Juicing Big Data: Startup Builds GPU Database to Visualize the World on Twitter
What may be the most audacious demo at this week’s Supercomputing 2013 show traces its beginnings to a juice bar in rural Syria.
Map-D, a startup based in Cambridge, Mass., has built a high-speed GPU in-memory database and geospatial visualization tool that can track more than a billion tweets worldwide – and provide real-time interactive visual analysis of an almost boundless number of socio-economic queries.
Located within NVIDIA’s show booth, beside the heavily trafficked open-plan lecture hall, the Map-D demo – the name is a reference to “massively parallel database” – is drawing a steady stream of curious visitors.
With a few mouse clicks, they can instantaneously track the movement of a flu bug across southern U.S. states, building a heat map showing when and where the word “flu” was tweeted over a period of weeks. Or they can track tweets commenting on the relentless sweep of Typhoon Haiyan across the South China Sea, even revealing embedded video links showing the storm’s force at different hours along the way. Political sentiment – say, the response to a President Obama speech – can be tracked in milliseconds.
This big data application – which draws on the parallel processing power of GPUs to accelerate analysis by 70 to 1,000 times beyond that offered by a CPU – was created by a pair of self-trained technologists with social-science backgrounds and a taste for distant corners of the globe.
Their wanderlust caused them to cross paths in the least likely of settings – a far-flung refreshment stand in Syria where they bonded over pomegranate juice – before finding themselves in the same Middle Eastern Law class at Harvard, where they were both graduate students.

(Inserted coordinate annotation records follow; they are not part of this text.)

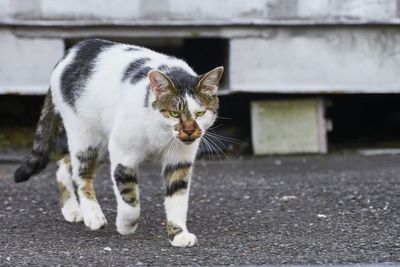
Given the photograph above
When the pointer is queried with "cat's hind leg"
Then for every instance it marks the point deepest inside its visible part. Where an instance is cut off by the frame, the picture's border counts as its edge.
(69, 204)
(124, 175)
(85, 145)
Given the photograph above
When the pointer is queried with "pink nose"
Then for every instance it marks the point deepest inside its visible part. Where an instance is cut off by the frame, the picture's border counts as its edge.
(189, 131)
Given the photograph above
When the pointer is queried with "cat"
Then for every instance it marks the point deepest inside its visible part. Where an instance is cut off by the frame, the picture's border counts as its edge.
(129, 103)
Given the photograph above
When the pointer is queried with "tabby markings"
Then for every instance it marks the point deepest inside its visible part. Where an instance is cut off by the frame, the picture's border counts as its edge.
(87, 167)
(81, 68)
(126, 181)
(173, 230)
(176, 178)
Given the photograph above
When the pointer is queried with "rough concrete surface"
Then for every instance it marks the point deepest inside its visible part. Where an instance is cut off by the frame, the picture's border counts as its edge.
(290, 210)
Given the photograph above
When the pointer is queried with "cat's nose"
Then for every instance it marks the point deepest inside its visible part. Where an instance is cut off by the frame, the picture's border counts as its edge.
(189, 131)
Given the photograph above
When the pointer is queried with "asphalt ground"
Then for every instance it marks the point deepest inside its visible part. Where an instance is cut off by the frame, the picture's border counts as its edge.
(336, 209)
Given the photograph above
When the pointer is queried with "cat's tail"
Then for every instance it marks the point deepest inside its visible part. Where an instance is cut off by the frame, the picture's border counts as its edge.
(43, 144)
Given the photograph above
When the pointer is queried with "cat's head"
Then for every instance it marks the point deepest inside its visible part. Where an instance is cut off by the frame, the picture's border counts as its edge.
(187, 104)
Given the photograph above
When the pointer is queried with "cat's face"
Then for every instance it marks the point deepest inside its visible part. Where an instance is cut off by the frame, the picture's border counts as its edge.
(188, 104)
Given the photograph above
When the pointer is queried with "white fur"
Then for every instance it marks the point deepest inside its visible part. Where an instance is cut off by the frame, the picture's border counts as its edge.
(110, 114)
(70, 209)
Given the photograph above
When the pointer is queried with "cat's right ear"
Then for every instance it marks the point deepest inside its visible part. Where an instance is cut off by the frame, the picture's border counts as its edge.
(160, 83)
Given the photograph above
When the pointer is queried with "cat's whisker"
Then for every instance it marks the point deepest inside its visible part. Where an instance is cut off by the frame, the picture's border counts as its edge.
(216, 148)
(158, 155)
(223, 118)
(203, 141)
(216, 126)
(223, 153)
(224, 138)
(211, 149)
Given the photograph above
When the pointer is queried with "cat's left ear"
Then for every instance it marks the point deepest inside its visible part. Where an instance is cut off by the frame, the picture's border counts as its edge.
(209, 82)
(160, 83)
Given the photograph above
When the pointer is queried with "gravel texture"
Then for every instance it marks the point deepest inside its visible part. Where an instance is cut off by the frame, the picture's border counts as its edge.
(336, 209)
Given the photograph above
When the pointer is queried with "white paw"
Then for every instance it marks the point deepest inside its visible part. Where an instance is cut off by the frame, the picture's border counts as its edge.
(72, 212)
(184, 239)
(127, 229)
(93, 217)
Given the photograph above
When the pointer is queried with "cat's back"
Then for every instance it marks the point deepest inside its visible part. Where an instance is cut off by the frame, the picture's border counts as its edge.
(105, 69)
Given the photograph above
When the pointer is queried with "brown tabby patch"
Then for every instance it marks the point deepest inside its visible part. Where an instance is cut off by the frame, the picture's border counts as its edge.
(64, 193)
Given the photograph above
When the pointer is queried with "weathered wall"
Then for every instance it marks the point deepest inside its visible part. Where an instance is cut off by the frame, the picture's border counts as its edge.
(318, 59)
(184, 10)
(274, 45)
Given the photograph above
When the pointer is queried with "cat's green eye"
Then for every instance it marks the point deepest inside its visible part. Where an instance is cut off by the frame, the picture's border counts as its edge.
(200, 113)
(174, 114)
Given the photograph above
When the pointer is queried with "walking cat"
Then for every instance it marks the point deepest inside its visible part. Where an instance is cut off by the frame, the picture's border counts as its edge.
(127, 102)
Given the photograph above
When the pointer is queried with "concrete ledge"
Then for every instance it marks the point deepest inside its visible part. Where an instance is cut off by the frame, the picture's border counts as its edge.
(317, 60)
(161, 11)
(288, 126)
(27, 63)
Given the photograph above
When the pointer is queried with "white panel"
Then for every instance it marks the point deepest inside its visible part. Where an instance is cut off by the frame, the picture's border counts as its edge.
(317, 60)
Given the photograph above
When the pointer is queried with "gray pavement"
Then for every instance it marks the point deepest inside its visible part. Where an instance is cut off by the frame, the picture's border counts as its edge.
(337, 209)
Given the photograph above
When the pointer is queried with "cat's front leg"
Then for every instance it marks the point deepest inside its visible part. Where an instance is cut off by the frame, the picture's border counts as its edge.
(177, 181)
(124, 175)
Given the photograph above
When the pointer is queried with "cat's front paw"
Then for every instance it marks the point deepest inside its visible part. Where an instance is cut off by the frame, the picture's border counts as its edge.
(127, 228)
(93, 217)
(184, 239)
(72, 212)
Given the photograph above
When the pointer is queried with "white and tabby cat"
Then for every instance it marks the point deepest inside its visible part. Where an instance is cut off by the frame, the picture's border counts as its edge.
(131, 102)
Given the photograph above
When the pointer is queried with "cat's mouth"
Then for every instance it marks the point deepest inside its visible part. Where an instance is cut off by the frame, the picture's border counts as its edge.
(187, 141)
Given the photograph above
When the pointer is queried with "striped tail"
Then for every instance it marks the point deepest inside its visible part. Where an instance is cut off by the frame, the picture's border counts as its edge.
(43, 144)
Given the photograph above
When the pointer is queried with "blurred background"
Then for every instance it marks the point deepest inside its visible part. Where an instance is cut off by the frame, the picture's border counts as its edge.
(301, 76)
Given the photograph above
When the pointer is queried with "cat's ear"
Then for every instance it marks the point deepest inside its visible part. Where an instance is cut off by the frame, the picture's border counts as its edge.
(160, 83)
(209, 82)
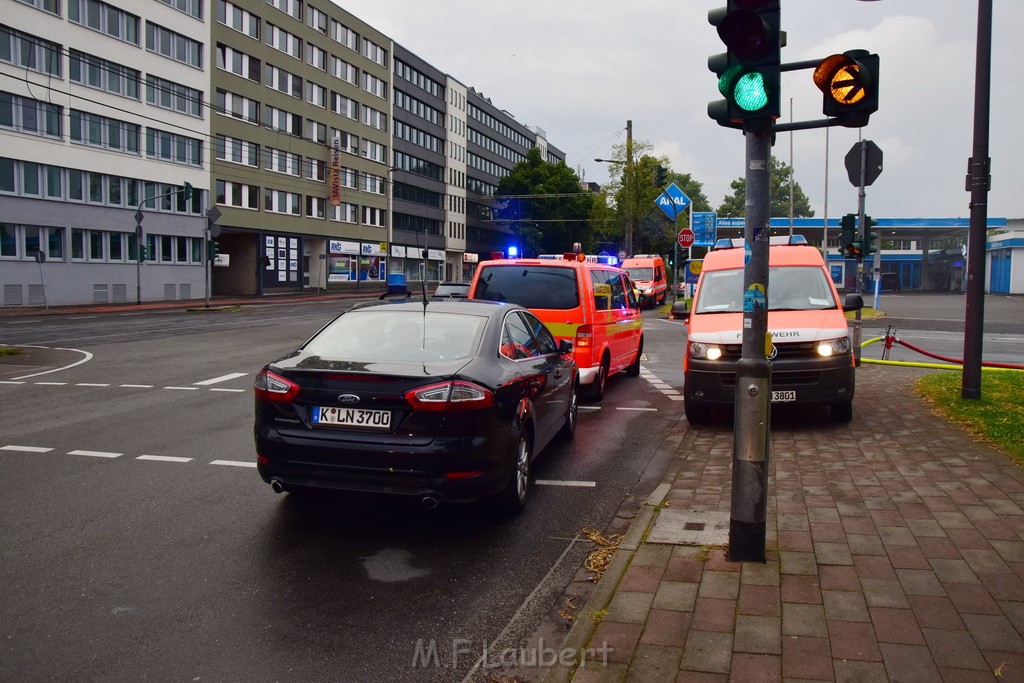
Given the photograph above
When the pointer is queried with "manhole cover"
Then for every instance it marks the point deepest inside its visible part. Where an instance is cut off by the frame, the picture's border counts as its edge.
(690, 527)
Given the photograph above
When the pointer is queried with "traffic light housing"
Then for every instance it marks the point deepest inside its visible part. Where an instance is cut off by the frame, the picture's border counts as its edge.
(849, 85)
(750, 71)
(870, 237)
(849, 246)
(660, 176)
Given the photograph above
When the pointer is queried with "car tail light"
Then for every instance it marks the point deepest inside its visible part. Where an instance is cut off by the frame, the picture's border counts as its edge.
(456, 395)
(271, 386)
(585, 337)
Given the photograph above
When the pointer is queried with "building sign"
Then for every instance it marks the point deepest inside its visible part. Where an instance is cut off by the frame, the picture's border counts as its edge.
(334, 177)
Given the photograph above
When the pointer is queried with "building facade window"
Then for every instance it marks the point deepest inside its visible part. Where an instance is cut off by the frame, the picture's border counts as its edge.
(105, 18)
(173, 45)
(344, 71)
(237, 152)
(283, 81)
(172, 146)
(28, 51)
(237, 195)
(30, 116)
(238, 107)
(174, 96)
(278, 201)
(100, 131)
(281, 40)
(238, 18)
(96, 73)
(238, 62)
(282, 162)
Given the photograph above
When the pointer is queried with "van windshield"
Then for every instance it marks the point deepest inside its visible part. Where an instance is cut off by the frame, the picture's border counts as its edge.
(641, 273)
(529, 286)
(790, 288)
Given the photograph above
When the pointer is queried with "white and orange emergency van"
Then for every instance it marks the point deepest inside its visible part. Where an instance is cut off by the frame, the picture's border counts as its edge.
(585, 299)
(811, 356)
(647, 272)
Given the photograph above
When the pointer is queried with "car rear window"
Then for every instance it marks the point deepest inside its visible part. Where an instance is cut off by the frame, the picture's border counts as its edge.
(383, 334)
(529, 286)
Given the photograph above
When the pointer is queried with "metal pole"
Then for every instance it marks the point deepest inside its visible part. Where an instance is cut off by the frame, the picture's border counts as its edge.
(824, 221)
(629, 188)
(978, 182)
(750, 456)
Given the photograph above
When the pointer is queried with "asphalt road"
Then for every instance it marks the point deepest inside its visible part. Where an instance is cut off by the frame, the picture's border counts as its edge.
(139, 542)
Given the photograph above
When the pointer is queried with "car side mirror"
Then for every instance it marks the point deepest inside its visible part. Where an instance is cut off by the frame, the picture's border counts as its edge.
(681, 311)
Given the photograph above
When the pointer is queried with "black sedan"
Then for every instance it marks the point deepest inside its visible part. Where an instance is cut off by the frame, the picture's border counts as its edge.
(437, 400)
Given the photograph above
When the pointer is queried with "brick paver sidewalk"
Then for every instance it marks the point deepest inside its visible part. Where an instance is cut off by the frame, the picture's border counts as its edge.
(895, 552)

Todd Mostak, now 30, came to the work when he was seeking to find relationships among 40 million tweets sent during the Egyptian Spring uprising for his master’s in Middle Eastern Studies. Todd started the project while auditing a database class next door at MIT. Australian co-founder Tom Graham, now 29, a capital markets lawyer previously practicing in Hong Kong, had lived snug alongside China’s North Korean border studying civil disobedience before returning to Harvard Law School to research big data and internet-related law reform issues.
As Todd dug further into his analysis, he built a GPU-powered database to instantly crunch complex spatial and census data. First exposed to GPUs when he taught himself OpenGL to make iPhone apps as a hobby, he then learned CUDA, using standard gaming GPUs, which crunched data dramatically faster than CPU-based systems.

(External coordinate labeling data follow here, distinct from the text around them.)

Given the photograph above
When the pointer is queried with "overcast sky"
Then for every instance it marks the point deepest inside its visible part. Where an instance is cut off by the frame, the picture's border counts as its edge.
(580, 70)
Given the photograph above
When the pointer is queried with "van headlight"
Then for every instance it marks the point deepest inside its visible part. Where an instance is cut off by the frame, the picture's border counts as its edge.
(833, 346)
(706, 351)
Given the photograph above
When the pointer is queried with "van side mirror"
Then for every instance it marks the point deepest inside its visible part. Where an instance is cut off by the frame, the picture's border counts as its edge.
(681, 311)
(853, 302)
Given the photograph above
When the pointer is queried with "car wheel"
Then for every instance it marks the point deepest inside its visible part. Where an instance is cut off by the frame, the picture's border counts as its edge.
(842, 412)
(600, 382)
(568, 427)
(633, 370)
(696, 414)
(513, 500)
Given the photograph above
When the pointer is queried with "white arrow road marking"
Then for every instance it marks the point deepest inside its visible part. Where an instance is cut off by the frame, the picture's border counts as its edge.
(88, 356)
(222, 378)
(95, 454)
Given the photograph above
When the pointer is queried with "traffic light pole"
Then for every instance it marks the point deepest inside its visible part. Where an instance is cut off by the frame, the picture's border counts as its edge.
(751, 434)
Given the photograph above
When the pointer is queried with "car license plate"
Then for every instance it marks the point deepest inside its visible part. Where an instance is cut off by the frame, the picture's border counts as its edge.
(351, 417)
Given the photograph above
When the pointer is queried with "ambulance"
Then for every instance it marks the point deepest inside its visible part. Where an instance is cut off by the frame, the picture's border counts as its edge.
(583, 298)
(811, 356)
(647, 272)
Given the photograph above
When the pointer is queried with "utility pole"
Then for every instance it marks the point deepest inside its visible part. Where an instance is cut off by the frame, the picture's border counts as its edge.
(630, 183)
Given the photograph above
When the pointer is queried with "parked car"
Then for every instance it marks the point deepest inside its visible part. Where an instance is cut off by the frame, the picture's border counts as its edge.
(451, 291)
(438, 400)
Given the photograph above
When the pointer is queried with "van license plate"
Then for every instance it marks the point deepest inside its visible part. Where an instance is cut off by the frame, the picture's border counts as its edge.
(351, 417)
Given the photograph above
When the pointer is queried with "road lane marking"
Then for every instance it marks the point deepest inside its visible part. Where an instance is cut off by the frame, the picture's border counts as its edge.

The Map-D system now uses NVIDIA’s freshly launched Tesla K40 GPUs, whose massive 12GB of memory unleashes extraordinary speed. The Map-D in-memory column store database is fully integrated into the memory on multiple GPUs and clusters and is powerful enough to query billions of data points and interactively visualize the results in just milliseconds.
Mostak and Graham’s demo at SC13 is focusing on tweets because of the easy availability of the data. But Map-D’s SQL database works equally well with any kind of massive data set.
Still comprising just its two hard-running cofounders, but with more engineering chops on the way, Map-D is beginning to engage in a range of commercial efforts that complement its usability for social researchers.
Among them are business intelligence efforts involving U.S. government contracts, work for the Saudi government seeking to prevent mishaps among the many millions who make the annual Haj pilgrimage to Mecca, and helping social media companies track marketing opportunities.
Another project involves Major League Baseball, which is looking to provide more vivid graphics for millions of fans. One challenge involves creating a heat map that shows, precisely, where each of the many thousands of pitches thrown in a major league hurler’s career have tended to land in the strike zone.
Looks like Mostak and Graham have already thrown a few strikes of their own.